La planète des singes



Une meute de singes venait chaque matin
Chahuter dans les arbres au milieu du jardin
D’un homme soupe au lait qui, n’aimant ses aïeux,
S’était mis dans l’idée de capturer l’un d’eux.
Il voulait l’empailler pour qu’il serve d’exemple,
Afin que plus personne ne sévisse en son temple.
Il prépara un piège, assez rudimentaire,
Composé d’une cage et au fond le poster
D’un singe sur le trône, le journal déplié :
Ce poster qu’on peut voir dans tous les cabinets.

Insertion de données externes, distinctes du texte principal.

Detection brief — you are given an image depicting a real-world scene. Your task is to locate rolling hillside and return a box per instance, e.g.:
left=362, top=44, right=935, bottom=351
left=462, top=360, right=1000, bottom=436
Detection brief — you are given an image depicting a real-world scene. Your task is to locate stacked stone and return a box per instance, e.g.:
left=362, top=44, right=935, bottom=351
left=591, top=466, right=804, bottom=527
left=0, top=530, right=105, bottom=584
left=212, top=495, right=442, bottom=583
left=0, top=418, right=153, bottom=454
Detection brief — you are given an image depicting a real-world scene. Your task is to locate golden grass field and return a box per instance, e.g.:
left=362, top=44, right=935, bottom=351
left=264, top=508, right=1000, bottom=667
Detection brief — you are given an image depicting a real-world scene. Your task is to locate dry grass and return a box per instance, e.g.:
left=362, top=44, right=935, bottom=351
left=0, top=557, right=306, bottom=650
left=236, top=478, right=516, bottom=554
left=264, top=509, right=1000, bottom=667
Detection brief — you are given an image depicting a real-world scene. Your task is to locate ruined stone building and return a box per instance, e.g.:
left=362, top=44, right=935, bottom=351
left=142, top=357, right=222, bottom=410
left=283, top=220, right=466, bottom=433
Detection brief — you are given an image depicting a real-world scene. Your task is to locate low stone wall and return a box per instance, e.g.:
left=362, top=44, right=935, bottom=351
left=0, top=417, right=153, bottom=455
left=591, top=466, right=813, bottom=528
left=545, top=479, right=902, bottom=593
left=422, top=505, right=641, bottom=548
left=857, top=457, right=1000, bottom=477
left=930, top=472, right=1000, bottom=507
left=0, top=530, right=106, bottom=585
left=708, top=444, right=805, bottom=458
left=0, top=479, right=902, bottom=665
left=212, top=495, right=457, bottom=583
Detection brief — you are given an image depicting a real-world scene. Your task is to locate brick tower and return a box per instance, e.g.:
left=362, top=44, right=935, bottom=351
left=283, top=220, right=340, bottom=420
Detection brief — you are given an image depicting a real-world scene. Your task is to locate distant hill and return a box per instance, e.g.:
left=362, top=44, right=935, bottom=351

Ce que je ne crois pas du tout irrésistible
Mais qui, pour la capture, se montra infaillible,
Car un singe curieux s’engouffra dans la trappe,
Qui lui claqua au nez avant qu’il ne s’échappe.
« Ah ! se réjouit l’homme, en voyant la bestiole.
On va voir désormais si tu joues le mariole !
Aujourd’hui ma malice opposée à la tienne,
S’est soldé en victoire de la malice humaine.
Ce sera la leçon pour tes frères macaques :
Qu’ils cessent enfin chez moi de tramer leurs micmacs. »
Il verrouille la porte d’un bon gros cadenas
Et dépose la clef dans une véranda,
En cachette géniale dont il est l’inventeur.
Je vous la donne en mille : dessous le pot de fleurs !
Bien entendu, les singes ne mettent pas longtemps
À percer ce secret un peu trop évident.
Leur malice est notoire, mais ce que l’on sait moins,
C’est qu’ils ont pour le jeu des âmes de bambins.
Car ils ont repéré le matou du maton ?
Et vont pour s’amuser le jeter en prison.
Ils cadenassent ensuite le chat de l’empailleur,
Puis remettent la clé dessous le pot de fleurs.
L’homme se pétrifie, comme le sont ses oeuvres,
Car il ne comprend pas la fumeuse manœuvre.
Il cherche vainement, la colère à la clef,
Comment le chat, le singe, ont pu être inversés.
Et malgré les apports du génie qu’il s’affuble,
Ce mystère, pour lui, restera insoluble.


La malice n’est rien si elle est trop sérieuse,
Car, par définition, la nature est joueuse.